Pole marzen Kenenisy Bekelego


Opublikowane w pt., 07/12/2012 - 15:33

Niektórzy mężczyźni budują sobie przed domem pole do gry w koszykówkę, inni przerabiają garaż na pokój rekreacyjny z grami wideo, ale Kenenisa Bekele posunął się jeszcze dalej. Rekordzista świata w biegach na 5k i 10 k zbudował swój własny tor do biegania z 6-cioma stanowiskami w malowniczej okolicy miasta Sululta w Etiopii, położonej na wysokości 2750 m n.p.m. Ponadto, w pobliżu zbudował również 30-pokojowy hotel, w którym będą mogli zakwaterować się sportowcy chcący skorzystać z „pola marzeń” Bekelego. Budowa kolejnego hotelu, tym razem z 80-oma pokojami  zostanie ukończona za ok. 6 miesięcy.

„Bardzo się cieszę z tego projektu i jestem z niego dumny.” – powiedział Bekele podczas wizyty gości zagranicznych w jego zachwycającym obiekcie o nazwie „Bekelecamp”.

Koszt jego budowy wyniósł aż 1,5 miliona dolarów. Tor jest pokryty specjalnie dla niego skonstruowaną nawierzchnią. Bekele bowiem, po zdobyciu 4 z rzędu tytułów mistrza IAAF na 10000m, 3 złotych medali i 11 tytułów IAAF World Cross Country Championships doznał szeregu kontuzji łydki, które wg nasiliły się z powodu trenowania na twardej nawierzchni stadionu w stolicy Etiopii Addis Ababa. W rezultacie przy współpracy z holenderską firmą GCC Sport Surfaces wyprodukowano, nową, bardziej miękką nawierzchnię, która nie będzie szkodliwa dla biegaczy. Bekele nie planuje budowy trybun z siedzeniami. Zastąpią je specjalne tarasy dla widzów.
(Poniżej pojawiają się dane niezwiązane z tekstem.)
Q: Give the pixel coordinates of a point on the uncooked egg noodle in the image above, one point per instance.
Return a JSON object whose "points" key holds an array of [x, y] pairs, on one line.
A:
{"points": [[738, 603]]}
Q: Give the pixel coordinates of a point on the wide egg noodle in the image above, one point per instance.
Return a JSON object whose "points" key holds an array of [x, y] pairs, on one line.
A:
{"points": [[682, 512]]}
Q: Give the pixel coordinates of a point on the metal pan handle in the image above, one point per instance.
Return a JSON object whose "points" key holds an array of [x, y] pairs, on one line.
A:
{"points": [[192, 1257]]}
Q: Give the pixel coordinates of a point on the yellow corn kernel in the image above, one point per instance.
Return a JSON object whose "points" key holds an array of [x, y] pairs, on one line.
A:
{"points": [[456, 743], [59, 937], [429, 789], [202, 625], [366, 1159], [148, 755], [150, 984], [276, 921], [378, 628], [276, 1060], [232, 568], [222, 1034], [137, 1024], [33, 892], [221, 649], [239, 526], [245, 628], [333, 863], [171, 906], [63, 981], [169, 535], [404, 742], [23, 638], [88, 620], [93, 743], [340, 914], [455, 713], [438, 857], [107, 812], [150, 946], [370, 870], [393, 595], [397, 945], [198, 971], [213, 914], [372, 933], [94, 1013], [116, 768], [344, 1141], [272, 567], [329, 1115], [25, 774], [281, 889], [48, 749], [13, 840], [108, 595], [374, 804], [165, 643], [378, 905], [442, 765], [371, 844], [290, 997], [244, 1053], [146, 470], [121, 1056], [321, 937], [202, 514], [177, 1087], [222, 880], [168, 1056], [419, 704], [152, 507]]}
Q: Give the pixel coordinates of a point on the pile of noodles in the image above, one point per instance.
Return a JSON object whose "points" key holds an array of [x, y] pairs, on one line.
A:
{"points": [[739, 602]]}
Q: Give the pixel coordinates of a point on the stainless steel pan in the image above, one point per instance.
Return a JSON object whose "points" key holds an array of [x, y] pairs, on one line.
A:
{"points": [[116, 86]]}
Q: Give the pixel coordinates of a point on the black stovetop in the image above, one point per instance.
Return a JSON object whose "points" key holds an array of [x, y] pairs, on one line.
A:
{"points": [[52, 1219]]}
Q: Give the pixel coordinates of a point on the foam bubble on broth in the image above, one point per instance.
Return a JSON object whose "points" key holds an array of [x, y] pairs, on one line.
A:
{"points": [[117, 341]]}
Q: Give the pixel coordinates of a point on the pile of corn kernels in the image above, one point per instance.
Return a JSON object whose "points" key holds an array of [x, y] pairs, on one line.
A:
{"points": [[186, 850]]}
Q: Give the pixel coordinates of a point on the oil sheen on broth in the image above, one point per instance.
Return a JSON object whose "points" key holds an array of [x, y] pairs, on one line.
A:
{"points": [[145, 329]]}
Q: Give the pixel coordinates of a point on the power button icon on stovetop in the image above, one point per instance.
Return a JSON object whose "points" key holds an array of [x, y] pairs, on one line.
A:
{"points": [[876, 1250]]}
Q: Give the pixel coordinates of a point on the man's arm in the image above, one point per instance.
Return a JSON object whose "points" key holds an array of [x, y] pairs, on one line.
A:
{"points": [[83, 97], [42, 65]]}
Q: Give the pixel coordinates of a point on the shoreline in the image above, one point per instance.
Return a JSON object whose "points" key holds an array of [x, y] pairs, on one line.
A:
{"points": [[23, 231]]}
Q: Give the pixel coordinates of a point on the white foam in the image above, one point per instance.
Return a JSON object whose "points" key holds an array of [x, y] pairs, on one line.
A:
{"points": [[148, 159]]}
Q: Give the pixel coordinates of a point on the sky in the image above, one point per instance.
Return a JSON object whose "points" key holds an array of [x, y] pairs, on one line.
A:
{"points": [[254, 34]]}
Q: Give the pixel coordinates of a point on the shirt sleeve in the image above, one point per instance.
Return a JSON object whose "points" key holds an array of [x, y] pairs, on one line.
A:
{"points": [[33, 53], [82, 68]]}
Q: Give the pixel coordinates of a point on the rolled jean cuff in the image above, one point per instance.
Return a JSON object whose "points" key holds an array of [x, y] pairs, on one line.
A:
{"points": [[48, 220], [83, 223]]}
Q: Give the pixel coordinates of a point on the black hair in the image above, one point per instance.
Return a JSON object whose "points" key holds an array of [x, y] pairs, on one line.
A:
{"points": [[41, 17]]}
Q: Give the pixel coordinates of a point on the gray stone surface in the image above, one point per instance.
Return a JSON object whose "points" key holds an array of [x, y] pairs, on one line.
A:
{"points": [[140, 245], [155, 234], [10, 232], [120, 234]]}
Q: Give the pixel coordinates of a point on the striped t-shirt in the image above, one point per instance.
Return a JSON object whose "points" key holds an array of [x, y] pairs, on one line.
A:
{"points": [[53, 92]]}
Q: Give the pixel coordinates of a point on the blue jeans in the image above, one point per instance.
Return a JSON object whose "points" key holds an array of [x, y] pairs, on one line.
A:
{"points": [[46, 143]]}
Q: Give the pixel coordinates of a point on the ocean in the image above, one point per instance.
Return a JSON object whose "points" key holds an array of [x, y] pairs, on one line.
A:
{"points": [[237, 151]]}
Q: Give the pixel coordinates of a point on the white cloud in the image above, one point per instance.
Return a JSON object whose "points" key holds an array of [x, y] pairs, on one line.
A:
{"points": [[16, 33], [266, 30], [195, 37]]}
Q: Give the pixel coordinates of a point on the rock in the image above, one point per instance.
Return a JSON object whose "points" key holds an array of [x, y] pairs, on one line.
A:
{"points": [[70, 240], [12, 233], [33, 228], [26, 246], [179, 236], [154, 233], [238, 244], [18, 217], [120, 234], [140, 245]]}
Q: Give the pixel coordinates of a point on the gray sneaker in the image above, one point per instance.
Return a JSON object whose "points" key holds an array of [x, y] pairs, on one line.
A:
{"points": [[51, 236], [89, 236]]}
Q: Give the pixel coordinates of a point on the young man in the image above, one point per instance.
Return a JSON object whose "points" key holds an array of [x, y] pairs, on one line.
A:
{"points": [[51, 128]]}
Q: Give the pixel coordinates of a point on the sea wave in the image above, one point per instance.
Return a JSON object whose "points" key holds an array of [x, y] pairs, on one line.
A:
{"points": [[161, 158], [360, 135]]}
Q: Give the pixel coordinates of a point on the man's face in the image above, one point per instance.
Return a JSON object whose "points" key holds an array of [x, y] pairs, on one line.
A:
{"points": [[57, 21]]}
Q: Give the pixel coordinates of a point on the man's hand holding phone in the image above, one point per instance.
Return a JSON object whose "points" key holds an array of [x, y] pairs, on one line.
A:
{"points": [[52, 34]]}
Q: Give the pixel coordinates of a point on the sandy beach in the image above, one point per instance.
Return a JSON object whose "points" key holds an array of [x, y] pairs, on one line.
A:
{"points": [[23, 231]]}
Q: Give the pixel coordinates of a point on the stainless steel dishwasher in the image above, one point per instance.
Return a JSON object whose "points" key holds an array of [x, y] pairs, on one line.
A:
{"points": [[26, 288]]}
“Początkowo planowałem, że obiekt będzie powstawał fazami, lecz ostatecznie zdecydowałem się na budowę wszystkiego na raz, gdyż potrzebuję tego toru na własne potrzeby do trenowania. Zbyt długo byłem kontuzjowany. Już zacząłem zapraszać sportowców do trenowania w Sululcie, zarówno lokalnych, jak I zagranicznych.”- mówi 30-letni mistrz. 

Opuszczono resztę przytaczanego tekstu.